Christmas handout for 150 children in Soweto.
Report by Megan
Beanies for Beings
Sunday 3rd December It was a tough day, mentally, emotionally and spiritually. Gary and myself arrived with the Knit-A-Square team of ladies, Nani, Wandi, Mabel, Lindi and Vivian as well as the team of 20 from Meals on Wheels.
We were packed and ready for our distribution of food, toiletries, clothes, blankets, gifts, party packs, beanies and scarves for 150 children.
Upon arrival we couldn't even drive up to the tiny little tent attached to a shack in the heart of Soweto and had to carry all of these goods quite a way because of the road conditions.
It was hot, space was minimal under the little tent to set up, there were over 30 of us together to distribute, but despite that spirits were high, we were positive and excited.

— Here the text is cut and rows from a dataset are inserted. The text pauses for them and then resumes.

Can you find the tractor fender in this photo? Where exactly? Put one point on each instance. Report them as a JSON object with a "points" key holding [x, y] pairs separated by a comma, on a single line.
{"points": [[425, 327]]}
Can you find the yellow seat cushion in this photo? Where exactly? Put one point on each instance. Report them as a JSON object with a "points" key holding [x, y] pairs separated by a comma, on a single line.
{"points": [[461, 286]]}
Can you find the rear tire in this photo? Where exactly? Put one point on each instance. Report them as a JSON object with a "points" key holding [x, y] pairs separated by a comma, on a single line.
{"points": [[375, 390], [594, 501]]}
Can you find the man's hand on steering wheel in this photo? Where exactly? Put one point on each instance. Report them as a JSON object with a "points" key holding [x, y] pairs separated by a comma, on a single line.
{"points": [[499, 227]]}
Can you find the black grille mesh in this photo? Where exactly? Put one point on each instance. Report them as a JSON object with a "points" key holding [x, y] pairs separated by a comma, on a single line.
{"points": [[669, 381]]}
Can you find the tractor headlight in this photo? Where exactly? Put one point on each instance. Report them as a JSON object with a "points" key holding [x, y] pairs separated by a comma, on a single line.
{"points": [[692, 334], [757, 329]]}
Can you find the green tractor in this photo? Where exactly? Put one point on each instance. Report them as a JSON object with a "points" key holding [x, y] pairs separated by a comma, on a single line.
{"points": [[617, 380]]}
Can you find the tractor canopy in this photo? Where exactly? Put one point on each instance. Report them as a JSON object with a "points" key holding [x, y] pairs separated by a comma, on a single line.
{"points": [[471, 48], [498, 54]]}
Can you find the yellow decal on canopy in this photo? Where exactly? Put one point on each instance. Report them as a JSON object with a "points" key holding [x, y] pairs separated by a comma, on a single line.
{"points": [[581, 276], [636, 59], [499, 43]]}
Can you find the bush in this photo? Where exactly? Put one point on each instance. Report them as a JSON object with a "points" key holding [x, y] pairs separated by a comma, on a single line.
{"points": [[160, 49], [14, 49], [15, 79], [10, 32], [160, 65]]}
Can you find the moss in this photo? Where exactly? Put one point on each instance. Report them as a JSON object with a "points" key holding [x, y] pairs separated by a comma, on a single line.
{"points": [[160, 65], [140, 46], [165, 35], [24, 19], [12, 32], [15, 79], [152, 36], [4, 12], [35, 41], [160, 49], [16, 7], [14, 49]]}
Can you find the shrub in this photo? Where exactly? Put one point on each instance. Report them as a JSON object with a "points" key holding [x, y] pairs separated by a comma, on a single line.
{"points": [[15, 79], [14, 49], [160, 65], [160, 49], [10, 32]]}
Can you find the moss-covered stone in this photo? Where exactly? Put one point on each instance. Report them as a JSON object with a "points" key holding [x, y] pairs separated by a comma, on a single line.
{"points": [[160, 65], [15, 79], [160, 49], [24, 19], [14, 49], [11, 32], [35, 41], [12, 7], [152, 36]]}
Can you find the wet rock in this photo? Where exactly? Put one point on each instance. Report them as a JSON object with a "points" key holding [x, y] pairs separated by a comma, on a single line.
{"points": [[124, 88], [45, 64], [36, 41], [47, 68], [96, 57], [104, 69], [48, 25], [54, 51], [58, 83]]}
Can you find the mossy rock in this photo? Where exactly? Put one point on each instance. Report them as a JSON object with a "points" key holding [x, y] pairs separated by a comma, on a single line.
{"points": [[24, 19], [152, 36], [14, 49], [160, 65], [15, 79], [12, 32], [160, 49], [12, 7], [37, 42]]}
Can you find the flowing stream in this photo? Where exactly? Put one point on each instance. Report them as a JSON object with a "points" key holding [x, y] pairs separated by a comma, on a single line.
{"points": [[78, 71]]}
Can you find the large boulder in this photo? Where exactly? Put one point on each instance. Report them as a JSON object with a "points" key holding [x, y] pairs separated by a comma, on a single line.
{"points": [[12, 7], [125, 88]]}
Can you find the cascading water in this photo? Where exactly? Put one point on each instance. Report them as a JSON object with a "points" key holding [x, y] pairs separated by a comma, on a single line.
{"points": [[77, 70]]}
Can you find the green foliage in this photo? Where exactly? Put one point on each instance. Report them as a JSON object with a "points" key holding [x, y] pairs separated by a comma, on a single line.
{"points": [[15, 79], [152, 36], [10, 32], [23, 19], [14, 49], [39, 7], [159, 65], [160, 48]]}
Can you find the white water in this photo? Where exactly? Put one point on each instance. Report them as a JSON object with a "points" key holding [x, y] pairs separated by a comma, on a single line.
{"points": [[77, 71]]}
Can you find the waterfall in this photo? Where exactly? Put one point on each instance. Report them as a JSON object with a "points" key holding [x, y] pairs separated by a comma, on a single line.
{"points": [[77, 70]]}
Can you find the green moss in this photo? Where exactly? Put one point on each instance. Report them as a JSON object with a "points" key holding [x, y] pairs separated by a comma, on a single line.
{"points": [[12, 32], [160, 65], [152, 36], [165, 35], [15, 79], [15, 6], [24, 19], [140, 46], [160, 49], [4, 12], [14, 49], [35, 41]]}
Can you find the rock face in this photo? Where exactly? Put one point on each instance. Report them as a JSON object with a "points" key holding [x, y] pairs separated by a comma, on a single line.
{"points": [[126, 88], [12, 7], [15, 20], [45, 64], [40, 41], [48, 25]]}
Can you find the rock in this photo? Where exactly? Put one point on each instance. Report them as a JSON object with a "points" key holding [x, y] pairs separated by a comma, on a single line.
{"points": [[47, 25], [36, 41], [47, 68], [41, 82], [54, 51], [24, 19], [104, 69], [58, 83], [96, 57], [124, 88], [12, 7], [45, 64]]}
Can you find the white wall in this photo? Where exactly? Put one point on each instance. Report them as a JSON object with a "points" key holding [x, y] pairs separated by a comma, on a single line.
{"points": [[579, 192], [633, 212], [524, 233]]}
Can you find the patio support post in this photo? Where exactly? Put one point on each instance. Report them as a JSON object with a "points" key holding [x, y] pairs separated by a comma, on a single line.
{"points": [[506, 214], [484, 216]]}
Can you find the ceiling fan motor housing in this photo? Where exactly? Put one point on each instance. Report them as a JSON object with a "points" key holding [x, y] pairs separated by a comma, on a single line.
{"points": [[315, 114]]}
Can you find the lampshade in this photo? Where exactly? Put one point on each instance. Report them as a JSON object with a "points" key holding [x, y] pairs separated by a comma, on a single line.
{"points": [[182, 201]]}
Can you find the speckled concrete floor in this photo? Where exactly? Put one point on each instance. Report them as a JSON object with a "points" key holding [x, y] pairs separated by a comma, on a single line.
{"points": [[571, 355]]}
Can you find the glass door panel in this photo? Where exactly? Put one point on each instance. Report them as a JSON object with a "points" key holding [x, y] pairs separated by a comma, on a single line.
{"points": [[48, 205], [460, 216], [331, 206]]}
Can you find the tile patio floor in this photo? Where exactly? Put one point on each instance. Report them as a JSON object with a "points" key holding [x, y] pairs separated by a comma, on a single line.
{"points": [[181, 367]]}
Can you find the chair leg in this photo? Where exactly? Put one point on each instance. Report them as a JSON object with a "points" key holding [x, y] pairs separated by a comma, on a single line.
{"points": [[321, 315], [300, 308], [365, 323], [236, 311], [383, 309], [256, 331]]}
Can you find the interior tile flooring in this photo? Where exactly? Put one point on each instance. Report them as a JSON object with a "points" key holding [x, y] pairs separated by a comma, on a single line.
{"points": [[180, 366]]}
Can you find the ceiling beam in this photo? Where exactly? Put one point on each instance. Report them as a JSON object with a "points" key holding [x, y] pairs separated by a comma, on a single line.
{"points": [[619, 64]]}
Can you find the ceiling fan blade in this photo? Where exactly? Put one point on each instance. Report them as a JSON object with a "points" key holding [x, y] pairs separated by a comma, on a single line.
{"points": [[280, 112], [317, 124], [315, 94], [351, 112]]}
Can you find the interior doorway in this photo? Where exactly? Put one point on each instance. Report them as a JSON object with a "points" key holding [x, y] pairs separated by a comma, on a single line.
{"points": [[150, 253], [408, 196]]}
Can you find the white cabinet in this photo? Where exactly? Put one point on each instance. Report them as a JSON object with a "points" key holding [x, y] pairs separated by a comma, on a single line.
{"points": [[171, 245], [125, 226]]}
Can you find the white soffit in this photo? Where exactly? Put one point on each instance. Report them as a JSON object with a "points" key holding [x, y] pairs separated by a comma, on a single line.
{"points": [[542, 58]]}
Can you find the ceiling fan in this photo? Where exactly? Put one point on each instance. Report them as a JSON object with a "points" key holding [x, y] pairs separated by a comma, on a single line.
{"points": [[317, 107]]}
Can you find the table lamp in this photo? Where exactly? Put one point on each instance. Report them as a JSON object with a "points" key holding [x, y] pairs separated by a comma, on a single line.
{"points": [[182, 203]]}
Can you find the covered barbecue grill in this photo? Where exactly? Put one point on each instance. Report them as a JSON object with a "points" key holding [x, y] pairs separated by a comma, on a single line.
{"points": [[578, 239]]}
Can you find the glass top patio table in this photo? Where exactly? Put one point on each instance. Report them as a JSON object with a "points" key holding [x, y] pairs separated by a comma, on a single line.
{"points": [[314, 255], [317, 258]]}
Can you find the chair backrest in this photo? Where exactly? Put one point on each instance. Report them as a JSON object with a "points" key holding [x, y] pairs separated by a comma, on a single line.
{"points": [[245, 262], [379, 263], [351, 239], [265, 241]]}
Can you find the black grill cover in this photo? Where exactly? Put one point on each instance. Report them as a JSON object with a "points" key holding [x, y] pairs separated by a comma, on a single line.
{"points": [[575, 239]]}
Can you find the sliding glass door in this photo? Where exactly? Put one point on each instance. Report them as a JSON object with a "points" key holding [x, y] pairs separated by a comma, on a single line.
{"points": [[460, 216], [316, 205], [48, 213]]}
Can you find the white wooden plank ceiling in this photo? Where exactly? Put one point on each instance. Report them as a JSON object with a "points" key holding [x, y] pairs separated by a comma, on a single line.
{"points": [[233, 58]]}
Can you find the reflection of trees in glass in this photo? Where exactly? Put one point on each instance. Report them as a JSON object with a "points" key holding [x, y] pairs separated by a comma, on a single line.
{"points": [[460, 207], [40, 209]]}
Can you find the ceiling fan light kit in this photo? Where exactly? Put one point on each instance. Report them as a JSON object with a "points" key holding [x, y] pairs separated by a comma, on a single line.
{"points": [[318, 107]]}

The noise levels of the children waiting outside escalated due to excitement and anticipation and the Knit- A-Square ladies full of laughs, joy and song kept us going until it was time to hand out.
We opened in prayer and praise and allowed the children through to receive their hampers.
Some so tiny they could barely carry their gifts, alone, unsupervised, some with their mothers and others in groups of friends.
We handed out at the speed of light, our piles of gifts and buckets rapidly decreasing, the line of children carried on and on and on.
The little faces pressed against the fence and tent anxiously waiting their turn........ 150 gifts and hampers and food trays given out in 25 minutes flat.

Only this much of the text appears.